The Santa Lucia Highlands’ South Bench.

Narrative Maps – More Than Just a Map…

Vinous Maps are much more than just illustrations of vineyard boundaries. Visually, we strive to capture the essence of each appellation in vivid, topographical detail. The backs of our maps describe the history of each appellation and its key vineyards, with smaller 3-D maps like those above that allow us to focus on key elements of each region. We aim to distill the essence of these attributes, along with microclimate, geology, soils and number of other factors, in order to gain a deeper understating of a region, and ultimately, of its wines. When it is finished, the back of our Santa Lucia Highlands map will look like our map The Vineyards of Oakville.

The Vinous Map of The Vineyards of Oakville (back), by Antonio Galloni and Alessandro Masnaghetti, Second Edition, © 2021, Vinous. 

About The California Vineyard Series 

Since 2015 we have been working on a large-scale project to map the vineyards of California.
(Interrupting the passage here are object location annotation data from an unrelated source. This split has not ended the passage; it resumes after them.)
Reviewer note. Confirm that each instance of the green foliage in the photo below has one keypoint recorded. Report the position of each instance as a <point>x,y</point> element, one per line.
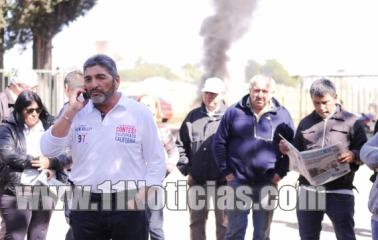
<point>272,68</point>
<point>43,18</point>
<point>143,70</point>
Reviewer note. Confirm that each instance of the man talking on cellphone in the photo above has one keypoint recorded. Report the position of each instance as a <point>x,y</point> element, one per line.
<point>112,138</point>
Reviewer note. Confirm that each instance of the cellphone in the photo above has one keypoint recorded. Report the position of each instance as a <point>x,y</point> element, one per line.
<point>85,96</point>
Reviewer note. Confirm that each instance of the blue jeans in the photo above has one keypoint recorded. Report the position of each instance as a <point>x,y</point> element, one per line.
<point>339,209</point>
<point>238,218</point>
<point>155,221</point>
<point>374,229</point>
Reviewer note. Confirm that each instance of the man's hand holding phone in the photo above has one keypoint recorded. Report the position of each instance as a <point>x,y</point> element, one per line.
<point>62,126</point>
<point>78,99</point>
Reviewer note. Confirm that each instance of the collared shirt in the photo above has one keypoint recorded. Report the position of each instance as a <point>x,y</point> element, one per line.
<point>123,146</point>
<point>266,109</point>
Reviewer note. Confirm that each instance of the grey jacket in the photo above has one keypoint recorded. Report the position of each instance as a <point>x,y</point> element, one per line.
<point>195,145</point>
<point>369,155</point>
<point>342,127</point>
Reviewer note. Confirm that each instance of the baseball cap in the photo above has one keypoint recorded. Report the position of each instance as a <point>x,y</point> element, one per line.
<point>27,77</point>
<point>214,85</point>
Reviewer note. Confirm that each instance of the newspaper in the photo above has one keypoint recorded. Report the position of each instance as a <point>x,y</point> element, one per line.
<point>318,166</point>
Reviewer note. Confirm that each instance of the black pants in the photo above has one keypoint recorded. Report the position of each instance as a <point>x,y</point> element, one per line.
<point>20,223</point>
<point>108,224</point>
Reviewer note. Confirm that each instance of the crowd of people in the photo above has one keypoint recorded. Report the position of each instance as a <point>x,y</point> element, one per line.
<point>101,136</point>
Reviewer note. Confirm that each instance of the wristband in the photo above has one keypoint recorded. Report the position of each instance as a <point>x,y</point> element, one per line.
<point>66,118</point>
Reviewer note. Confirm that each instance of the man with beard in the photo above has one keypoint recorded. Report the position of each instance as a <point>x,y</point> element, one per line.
<point>246,150</point>
<point>112,138</point>
<point>197,160</point>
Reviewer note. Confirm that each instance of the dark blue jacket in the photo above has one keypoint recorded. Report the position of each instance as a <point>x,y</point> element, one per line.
<point>249,149</point>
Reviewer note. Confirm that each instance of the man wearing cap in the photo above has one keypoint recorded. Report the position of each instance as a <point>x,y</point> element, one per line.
<point>196,157</point>
<point>21,81</point>
<point>246,150</point>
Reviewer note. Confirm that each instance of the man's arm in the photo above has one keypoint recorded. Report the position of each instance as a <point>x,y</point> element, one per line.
<point>285,129</point>
<point>55,140</point>
<point>357,140</point>
<point>183,143</point>
<point>369,152</point>
<point>63,124</point>
<point>220,146</point>
<point>153,152</point>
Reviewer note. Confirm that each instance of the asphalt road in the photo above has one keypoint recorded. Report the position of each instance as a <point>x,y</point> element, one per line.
<point>284,225</point>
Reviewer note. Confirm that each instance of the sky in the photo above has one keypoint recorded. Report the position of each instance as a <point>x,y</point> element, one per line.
<point>307,36</point>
To date, we have published seven regional Napa Valley maps and have several more in the works, including a five-map set of Sonoma Valley and a map of the Santa Lucia Highlands, both of which are nearly finished. Although travel restrictions related to COVID-19 have delayed final, on-the-ground checks that are such an essential part of the quality control process, we are eager to share our work and show you a little bit of what we have been up to through this series of excerpts.